Kochsendungen sind beinahe so alt wie das Fernsehen als Unterhaltungsmedium. Sobald das Programm, das über die Bildschirme flimmerte, über einfache Nachrichtenübermittlung hinausging, nahmen Formate rund ums Kochen ihren festen Platz ein, den sie bis heute nicht mehr geräumt haben. Ursprünglich richteten sich die Kochsendungen an die tüchtige Hausfrau, die ihren Alltag zu Hause verbringt und sich darum bemüht, Mann und Kindern ein gemütliches Heim zu schaffen.

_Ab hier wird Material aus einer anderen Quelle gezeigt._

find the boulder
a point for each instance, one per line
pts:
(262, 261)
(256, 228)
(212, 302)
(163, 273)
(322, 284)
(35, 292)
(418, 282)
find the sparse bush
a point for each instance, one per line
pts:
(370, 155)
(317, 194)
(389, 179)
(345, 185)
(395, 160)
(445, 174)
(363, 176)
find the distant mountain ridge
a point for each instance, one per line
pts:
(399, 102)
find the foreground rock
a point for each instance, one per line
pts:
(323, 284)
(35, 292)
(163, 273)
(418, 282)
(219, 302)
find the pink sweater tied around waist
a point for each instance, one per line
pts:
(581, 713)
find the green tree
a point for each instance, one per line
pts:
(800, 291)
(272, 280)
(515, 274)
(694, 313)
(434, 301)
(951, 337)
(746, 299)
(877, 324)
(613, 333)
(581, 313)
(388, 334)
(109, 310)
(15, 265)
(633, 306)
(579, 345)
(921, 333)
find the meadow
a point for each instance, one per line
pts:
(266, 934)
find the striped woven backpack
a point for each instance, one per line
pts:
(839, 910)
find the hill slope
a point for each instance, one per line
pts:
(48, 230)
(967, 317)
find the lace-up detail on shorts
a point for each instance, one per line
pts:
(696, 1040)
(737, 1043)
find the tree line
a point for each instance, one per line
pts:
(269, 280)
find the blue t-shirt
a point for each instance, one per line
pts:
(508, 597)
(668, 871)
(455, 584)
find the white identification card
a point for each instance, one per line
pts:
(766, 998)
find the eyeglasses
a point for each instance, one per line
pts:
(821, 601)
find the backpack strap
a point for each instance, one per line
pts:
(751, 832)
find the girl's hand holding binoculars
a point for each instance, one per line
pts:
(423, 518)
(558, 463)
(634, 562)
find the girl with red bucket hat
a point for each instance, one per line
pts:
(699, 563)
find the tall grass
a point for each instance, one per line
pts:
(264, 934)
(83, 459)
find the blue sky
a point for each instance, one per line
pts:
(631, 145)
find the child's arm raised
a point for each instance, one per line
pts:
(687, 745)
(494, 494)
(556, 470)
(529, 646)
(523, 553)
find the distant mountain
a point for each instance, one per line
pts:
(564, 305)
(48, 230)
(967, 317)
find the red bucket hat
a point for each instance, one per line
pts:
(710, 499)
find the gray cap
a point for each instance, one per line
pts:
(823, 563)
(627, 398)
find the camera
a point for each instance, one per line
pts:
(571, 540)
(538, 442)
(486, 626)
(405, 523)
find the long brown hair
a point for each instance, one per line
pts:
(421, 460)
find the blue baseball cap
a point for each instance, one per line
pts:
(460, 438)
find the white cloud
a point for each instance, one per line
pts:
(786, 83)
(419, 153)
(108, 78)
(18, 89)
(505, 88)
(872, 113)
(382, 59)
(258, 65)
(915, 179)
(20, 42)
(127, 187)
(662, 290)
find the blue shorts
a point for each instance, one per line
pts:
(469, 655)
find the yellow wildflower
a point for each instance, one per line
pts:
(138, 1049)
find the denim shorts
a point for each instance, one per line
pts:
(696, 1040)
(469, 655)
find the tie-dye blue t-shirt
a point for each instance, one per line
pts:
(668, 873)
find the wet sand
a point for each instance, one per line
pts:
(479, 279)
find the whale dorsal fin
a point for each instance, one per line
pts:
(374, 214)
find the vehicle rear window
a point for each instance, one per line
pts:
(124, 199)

Schon damals war das Können am Herd durchaus mit allgemeiner Alltagskompetenz gleichzusetzen. Da die ersten Formate rund ums Kochen, Brutzeln, Braten und Backen waren als informative Ratgeber gestaltet und gehörten deshalb noch eine ganze Weile eher in die öffentlich-rechtlichen Programme.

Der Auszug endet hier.